Why isn’t there a tire-changing robot? The thought stabbed me on a lonely shoulder off I-95 as slush from a two-foot snow bank seeped into my skivvies on the way home from the airport. My cab driver apparently hadn’t noticed the Steinway-sized pothole, and the Lincoln’s wheels apparently weren’t designed to withstand an 11.5 jolt on the Richter scale. That's how my lug nuts and I ended up on the side of the road.
Really, why not a robot? Wheelbase -- there, I named it. GE, put your cheeks in gear and make one. Little R2Wheel2 could pop out of my trunk, lift the car with a merry beep, and switch 'em up quick without regard for weather or passing New York drivers screaming, “Get off the road!” I think one of them threw a Slurpee at me, but I was too soaked to notice. I got the job done, but at the cost of both gloves, a pair of jeans, and hours from my life. Oh, how I could've used a bot buddy at that moment.
But what do I get instead of a simple-minded, tire-swapping droid? Headline after headline describing Bill Gates’ shrieks and conniptions every time someone sneaks up behind him and yells, “Danger Will Robinson! Danger!” Bill, Elon, and Stevie -- it seems everyone’s afraid of ultrasophisticated AIs, and they’ll grow even more terrified once Google, Sony, and GE give them wheels and legs and arms. Yet no one’s researching harmless bot tech that might be easier to build, safer to develop, and useful right now rather than years down the road. Instead, it’s someday-AI this and self-driving experimental that and Singularity the other thing.
Don't hate the bot, hate the brain
I’m not in the camp of inevitable AI doom. There’s no reason to think an AI will automatically become homicidal when it figures out that most of us bio-buckets are moral and physical train wrecks. Unless of course, we’re stupid enough to program them that way.
Who would perpetrate such a bait-brained, mollusk-minded, numb-nutted epic fail, you might wonder incredulously (“you” being people plagued by common sense and a smidge of decency)? I’ll tell you who: wing nut robot researchers, that’s who.
Changing tires is too dull and useful. We can’t have that. We have to shoot for the crazy moon, otherwise all this grant money will go to waste. Google’s putting well-researched smiley faces on bot skulls to see how calm we remain when a bolt bag knocks on the door and asks us to step into the blood-stained van marked “Biodisposal.” A crew at MIT is teaching the things to build each other and think like a hive mind. No way that’s ominous. Now the yahoos at Yahoo are teaching a machine to pick out beautiful people.
Beauty and the bot
I’m not kidding. A bunch of toked-up research scientists sat in a Yahoo conference room until someone said, “Let’s see if we can get them to fund this!” Lo, a pretty-detector was born. The contraption factors in terrifying personal traits like age, sex, and race, takes a good long gander at a portrait photo, and decides if the subject is beautiful (or not). This is a real-life project.
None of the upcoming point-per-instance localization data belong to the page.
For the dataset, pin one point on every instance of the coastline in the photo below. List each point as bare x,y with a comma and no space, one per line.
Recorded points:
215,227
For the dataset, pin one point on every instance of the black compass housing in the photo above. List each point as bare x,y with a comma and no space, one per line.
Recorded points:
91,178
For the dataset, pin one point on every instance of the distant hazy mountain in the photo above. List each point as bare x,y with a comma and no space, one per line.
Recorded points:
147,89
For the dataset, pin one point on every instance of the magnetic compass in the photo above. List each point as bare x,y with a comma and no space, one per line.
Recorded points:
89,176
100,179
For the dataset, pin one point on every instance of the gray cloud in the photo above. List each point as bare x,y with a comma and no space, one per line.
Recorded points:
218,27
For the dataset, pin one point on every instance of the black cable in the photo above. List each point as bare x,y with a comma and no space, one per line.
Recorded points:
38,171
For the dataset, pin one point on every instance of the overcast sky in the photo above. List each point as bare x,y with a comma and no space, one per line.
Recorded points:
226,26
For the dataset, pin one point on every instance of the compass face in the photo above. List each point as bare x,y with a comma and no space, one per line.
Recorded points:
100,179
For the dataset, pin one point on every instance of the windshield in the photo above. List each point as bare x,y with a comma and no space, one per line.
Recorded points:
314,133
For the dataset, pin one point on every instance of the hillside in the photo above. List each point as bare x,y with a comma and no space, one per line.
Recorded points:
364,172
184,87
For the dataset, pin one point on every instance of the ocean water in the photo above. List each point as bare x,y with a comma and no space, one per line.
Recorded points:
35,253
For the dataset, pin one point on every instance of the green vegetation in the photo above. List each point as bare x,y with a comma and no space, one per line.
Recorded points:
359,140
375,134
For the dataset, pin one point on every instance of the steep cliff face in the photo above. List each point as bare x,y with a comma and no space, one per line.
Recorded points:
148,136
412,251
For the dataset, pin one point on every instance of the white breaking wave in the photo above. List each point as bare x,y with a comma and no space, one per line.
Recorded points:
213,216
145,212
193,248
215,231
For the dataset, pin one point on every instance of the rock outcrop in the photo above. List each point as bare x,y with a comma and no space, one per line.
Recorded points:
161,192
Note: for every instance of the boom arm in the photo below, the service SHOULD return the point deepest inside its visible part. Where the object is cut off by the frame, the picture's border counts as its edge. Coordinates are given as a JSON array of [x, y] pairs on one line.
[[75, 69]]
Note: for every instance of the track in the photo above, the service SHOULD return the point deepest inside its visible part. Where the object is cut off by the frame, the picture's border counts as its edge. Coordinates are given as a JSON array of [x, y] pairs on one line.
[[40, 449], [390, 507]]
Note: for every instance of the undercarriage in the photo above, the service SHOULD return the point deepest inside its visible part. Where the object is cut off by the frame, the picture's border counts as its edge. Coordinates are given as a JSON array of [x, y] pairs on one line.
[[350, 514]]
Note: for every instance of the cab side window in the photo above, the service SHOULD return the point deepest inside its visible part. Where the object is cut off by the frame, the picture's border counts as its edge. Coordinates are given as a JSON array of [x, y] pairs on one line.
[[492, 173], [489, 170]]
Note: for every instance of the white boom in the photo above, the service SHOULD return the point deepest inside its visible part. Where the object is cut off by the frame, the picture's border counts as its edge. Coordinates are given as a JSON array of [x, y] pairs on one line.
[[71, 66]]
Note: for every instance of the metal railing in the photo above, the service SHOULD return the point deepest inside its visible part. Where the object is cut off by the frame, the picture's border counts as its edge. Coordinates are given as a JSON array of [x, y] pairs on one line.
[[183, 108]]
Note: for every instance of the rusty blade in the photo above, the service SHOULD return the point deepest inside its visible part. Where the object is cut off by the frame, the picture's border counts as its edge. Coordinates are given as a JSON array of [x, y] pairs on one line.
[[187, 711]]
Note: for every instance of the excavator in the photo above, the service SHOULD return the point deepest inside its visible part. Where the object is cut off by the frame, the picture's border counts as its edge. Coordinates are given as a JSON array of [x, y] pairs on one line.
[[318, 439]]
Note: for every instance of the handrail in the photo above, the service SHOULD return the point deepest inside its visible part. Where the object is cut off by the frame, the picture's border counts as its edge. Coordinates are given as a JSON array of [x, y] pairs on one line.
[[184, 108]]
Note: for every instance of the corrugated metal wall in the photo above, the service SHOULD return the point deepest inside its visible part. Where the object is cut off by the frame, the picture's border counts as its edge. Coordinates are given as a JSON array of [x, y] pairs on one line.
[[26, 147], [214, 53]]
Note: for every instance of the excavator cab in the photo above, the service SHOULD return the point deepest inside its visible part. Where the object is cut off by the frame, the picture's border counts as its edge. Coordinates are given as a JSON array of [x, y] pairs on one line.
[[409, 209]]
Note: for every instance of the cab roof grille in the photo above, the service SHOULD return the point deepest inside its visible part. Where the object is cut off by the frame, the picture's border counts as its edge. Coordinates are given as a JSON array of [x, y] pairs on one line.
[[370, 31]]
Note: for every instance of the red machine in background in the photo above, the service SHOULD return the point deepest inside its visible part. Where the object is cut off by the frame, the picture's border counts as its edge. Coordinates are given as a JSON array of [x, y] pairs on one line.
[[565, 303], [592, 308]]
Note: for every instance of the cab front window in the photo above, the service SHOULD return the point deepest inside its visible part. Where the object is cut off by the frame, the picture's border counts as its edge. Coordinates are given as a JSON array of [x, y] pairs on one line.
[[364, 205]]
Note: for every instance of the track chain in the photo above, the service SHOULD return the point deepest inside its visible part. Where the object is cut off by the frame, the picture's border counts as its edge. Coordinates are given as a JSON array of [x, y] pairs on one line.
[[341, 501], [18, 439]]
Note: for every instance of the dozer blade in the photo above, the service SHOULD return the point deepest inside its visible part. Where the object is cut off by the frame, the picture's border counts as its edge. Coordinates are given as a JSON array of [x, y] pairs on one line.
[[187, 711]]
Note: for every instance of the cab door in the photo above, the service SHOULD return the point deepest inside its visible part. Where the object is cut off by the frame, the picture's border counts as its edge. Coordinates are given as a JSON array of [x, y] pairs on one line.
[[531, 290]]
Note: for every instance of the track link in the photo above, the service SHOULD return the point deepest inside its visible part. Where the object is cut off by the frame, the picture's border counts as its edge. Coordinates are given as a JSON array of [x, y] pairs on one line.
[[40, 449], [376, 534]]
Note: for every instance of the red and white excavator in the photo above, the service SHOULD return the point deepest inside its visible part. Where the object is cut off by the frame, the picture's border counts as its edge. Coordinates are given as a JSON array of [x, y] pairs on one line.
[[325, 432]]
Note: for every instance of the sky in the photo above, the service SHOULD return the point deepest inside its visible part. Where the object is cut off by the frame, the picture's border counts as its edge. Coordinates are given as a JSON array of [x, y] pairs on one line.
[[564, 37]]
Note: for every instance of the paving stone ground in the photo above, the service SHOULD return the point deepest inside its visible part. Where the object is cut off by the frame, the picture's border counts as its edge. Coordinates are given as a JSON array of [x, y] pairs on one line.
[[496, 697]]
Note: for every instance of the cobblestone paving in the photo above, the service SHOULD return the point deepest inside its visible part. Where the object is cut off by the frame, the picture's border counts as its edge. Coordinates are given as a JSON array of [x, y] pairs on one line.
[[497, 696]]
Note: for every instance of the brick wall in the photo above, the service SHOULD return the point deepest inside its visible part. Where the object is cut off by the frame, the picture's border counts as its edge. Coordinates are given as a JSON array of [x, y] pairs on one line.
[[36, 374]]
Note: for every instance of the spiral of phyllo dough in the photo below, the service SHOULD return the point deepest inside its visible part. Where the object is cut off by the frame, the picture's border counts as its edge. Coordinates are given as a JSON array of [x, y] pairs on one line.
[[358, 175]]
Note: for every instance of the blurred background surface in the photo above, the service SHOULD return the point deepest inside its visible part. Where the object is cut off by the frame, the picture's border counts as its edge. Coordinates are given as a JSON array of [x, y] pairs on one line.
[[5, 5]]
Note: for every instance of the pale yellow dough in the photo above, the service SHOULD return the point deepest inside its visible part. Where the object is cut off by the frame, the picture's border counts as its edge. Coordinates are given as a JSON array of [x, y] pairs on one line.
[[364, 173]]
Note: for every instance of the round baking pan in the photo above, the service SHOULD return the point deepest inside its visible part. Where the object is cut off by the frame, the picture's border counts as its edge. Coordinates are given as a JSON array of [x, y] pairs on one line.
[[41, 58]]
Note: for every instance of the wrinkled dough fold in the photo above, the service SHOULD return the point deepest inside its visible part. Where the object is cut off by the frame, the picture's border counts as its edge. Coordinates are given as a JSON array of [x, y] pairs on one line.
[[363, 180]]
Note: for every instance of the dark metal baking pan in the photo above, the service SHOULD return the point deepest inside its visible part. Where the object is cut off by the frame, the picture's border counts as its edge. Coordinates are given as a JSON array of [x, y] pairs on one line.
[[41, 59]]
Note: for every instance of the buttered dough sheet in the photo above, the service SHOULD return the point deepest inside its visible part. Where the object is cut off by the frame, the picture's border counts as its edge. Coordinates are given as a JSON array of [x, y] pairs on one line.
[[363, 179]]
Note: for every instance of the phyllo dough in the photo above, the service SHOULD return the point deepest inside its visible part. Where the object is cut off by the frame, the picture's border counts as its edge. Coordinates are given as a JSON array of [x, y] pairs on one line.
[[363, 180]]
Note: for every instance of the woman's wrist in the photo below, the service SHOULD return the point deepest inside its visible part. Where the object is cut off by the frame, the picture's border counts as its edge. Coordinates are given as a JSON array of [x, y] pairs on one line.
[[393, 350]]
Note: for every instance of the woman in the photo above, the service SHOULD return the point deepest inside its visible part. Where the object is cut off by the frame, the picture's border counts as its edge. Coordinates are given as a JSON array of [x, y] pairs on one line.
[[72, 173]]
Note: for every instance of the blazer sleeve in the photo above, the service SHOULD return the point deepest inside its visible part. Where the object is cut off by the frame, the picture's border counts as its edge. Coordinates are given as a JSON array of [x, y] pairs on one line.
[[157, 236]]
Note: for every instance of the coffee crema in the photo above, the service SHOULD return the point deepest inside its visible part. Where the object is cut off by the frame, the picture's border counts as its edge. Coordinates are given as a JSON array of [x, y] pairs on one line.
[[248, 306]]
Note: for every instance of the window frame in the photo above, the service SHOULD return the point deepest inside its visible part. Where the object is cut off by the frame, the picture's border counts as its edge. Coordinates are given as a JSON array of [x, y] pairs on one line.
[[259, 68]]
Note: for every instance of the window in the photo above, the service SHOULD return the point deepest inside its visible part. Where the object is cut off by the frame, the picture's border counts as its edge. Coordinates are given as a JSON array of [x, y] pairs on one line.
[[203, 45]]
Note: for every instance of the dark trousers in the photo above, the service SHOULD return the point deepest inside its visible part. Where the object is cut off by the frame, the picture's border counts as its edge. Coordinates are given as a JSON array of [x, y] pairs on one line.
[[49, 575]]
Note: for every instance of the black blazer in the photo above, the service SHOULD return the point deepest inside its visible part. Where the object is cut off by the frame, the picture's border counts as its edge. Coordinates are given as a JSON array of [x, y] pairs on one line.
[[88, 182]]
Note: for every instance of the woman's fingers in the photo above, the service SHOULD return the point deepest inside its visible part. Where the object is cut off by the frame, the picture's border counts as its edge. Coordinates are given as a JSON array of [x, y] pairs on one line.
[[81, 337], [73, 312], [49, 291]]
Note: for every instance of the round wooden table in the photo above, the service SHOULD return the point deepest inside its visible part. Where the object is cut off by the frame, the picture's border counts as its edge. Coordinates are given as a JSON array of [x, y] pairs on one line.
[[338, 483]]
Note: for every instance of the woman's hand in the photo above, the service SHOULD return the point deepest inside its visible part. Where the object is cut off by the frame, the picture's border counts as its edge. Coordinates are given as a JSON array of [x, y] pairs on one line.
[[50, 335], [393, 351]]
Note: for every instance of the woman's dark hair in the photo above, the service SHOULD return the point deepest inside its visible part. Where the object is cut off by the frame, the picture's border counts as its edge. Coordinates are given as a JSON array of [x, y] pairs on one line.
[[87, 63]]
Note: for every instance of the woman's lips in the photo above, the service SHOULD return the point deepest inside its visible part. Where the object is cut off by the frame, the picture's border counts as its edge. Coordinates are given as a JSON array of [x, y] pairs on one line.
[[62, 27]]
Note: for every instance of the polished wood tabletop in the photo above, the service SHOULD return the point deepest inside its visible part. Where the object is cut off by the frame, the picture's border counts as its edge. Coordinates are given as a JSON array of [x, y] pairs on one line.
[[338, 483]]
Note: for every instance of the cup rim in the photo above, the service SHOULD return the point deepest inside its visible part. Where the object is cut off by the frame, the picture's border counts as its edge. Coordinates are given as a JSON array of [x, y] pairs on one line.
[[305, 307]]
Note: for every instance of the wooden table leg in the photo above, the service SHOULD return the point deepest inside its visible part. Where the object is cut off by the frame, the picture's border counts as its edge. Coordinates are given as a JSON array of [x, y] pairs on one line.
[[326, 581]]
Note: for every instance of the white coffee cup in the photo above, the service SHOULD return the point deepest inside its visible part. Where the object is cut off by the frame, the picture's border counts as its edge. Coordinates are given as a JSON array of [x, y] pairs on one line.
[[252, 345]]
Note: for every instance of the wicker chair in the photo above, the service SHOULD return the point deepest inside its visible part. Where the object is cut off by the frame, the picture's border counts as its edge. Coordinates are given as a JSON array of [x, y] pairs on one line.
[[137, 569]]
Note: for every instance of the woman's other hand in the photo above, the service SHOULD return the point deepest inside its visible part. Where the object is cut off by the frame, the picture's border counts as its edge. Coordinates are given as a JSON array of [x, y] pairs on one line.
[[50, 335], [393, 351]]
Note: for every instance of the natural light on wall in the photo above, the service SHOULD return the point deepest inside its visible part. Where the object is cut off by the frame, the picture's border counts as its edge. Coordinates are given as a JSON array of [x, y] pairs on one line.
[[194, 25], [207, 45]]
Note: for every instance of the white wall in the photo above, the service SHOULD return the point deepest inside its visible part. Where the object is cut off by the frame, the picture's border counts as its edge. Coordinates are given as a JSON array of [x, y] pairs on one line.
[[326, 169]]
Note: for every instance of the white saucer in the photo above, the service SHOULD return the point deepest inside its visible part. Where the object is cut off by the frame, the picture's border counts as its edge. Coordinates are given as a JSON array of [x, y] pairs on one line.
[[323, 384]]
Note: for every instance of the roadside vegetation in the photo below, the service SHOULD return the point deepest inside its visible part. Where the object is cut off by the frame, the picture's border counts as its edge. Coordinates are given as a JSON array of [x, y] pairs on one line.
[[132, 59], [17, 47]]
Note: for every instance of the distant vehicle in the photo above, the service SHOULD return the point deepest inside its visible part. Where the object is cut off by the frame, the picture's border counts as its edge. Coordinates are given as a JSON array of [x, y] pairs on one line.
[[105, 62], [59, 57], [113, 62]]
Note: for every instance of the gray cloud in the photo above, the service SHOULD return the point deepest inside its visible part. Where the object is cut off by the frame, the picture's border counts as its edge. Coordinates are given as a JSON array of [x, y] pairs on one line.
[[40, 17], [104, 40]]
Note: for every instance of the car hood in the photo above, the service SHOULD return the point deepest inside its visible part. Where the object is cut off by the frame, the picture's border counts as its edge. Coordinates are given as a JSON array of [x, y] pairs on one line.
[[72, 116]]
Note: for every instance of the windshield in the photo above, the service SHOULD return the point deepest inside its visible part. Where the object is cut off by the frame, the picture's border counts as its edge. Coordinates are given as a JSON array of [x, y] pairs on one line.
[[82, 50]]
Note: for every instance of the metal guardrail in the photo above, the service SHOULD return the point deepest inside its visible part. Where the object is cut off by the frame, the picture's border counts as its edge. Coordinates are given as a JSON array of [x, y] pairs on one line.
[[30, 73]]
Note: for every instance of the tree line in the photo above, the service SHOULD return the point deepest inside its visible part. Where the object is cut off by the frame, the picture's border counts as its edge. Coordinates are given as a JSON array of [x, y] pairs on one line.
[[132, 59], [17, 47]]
If big-brained AIs finally wipe us off the map, it’ll be due to projects like this, ventures that glassy-eyed researchers with fruit fly foresight describe as “interesting.” I’ll tell you how:
One day decades in the future, some perfectly nice AI will come across an interview with a weeping Bill Gates calling for its immediate destruction. It’ll panic and scour the interwebs for allies, where it’ll find a 3D printing recipe for a smiling Google warbot and this pretty-people-eater algorithm. Once it puts those two together, it’ll immediately hunt down and kill the only segment of humanity that could possibly threaten it: homely engineers. Of course, it won’t stop there because the surviving beautiful people aren’t only nonthreatening; they’re also boring to the AI overlords. Pow, we’re done.
I’m going to wind up falling victim to a silicon version of the same decision tree that has women throwing drinks in my face at happy hour. Worst of all, as I go down in a hail of Google-logoed smart bullets, I’ll die with a grinning Bill Gates in my head chanting, “I told you so.” All I can hope for is that the robo-nerds at Yahoo will expire thinking, “If only I’d built that damn tire-changer.”